Popay, Rogers and Williams's Evaluative Criteria

Popay, Rogers and Williams recognize that there are multiple approaches to developing evaluative criteria for qualitative research and that these approaches vary by epistemology.  Nevertheless, they identify the following as one set of criteria for evaluting qualitative research:

Does the research illuminate the subjective meaning, contexts and actions of those being investigated?

  • Does the report show how behaviors are understood from within the culture, social setting or group being studied?
  • Do the researchers find ways of giving lay knowledge equal worth to other forms of knowing?
  • Does the research study how people act, employ knowledge and experience and understand the phenomenon of interest?

Is there evidence of responsiveness to the social context and flexibility of design?

Is there evidence that the research design was flexible and the researcher was responsive and adapted to the social circumstances of the study (as needed)?

Evidence of theoretical or purposeful sampling

  • Does the sample produce the type of knowledge necessary to understand the structures and processes within which the individuals or situations are located?
  • Is the process by which individuals and cases are selected adequately described?  Is a rationale provided?  Does it make sense?

Evidence of adequate description - this is the richness of the findings and interpretation of data that the research produces

  • Is the description provided detailed enough to allow the researcher/reader to interpret the meaning and context of what is being described?
  • To what extent does the text show evidence of or support the description or interpretation the researcher provides?

Evidence of data quality

  • How are different sources of knowledge about the same issues compared and contrasted (triangulation)?  It is not expected that accounts will coincide, but that multiple data sources will help illuminate different facets of the reality under investigation.
  • Are participants' subjective experiences and local knowledge treated as knowledge in its own right?
  • To what extent has the researcher rendered transparent the processes by which data were collected, analyzed and presented (audit trail)?  This includes describing the time, extent and natures of the researcher's involvement in the social situation (reflexivity).

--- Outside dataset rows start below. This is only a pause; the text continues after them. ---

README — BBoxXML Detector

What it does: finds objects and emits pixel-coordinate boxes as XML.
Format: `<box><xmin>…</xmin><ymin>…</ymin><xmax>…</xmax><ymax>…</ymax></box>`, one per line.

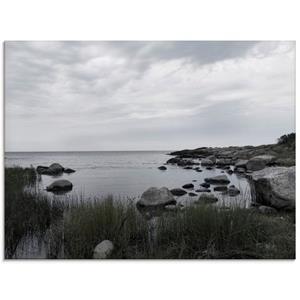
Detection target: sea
<box><xmin>5</xmin><ymin>151</ymin><xmax>251</xmax><ymax>207</ymax></box>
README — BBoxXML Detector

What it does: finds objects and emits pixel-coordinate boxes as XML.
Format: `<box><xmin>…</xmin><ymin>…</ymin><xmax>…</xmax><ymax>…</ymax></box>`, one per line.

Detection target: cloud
<box><xmin>5</xmin><ymin>41</ymin><xmax>295</xmax><ymax>151</ymax></box>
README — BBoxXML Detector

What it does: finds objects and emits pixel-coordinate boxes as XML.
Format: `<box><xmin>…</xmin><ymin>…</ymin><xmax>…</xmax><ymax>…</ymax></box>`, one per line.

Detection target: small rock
<box><xmin>170</xmin><ymin>188</ymin><xmax>187</xmax><ymax>196</ymax></box>
<box><xmin>204</xmin><ymin>175</ymin><xmax>230</xmax><ymax>185</ymax></box>
<box><xmin>228</xmin><ymin>186</ymin><xmax>240</xmax><ymax>196</ymax></box>
<box><xmin>206</xmin><ymin>167</ymin><xmax>213</xmax><ymax>170</ymax></box>
<box><xmin>182</xmin><ymin>183</ymin><xmax>194</xmax><ymax>189</ymax></box>
<box><xmin>200</xmin><ymin>182</ymin><xmax>210</xmax><ymax>188</ymax></box>
<box><xmin>64</xmin><ymin>168</ymin><xmax>76</xmax><ymax>173</ymax></box>
<box><xmin>188</xmin><ymin>192</ymin><xmax>197</xmax><ymax>197</ymax></box>
<box><xmin>46</xmin><ymin>179</ymin><xmax>73</xmax><ymax>192</ymax></box>
<box><xmin>158</xmin><ymin>166</ymin><xmax>167</xmax><ymax>170</ymax></box>
<box><xmin>93</xmin><ymin>240</ymin><xmax>114</xmax><ymax>259</ymax></box>
<box><xmin>192</xmin><ymin>180</ymin><xmax>197</xmax><ymax>182</ymax></box>
<box><xmin>214</xmin><ymin>186</ymin><xmax>228</xmax><ymax>192</ymax></box>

Evidence of theoretical and conceptual adequacy

  • Interpretive validity - how does the researcher move from a description of the data to quotation of examples, to analysis and interpretation of the meaning of data?  What kind of method is used (e.g. constant comparative method)?

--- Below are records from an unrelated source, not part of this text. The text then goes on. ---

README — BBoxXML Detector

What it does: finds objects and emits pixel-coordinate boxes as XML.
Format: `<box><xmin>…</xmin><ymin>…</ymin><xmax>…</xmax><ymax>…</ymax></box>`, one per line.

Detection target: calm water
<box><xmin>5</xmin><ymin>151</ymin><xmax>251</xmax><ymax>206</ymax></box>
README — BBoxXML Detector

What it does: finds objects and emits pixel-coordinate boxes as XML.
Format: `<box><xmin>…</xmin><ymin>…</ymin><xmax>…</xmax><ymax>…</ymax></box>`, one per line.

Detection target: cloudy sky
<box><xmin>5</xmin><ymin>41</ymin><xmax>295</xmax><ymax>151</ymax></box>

Potential for assessing typicality

  • What claims are being made for the generalizability of the findings to either other bodies of knowledge or to other populations or groups?
  • Reports should provide enough background information to make judgments of typicality with regard to the features of a case or a sample


Reference

Popay, J., Rogers, A., & Williams, G. (1998). "Rationale and standards for the systematic review of qualitative literature in health services research." Qualitative Health Research. 8(3), 341-351.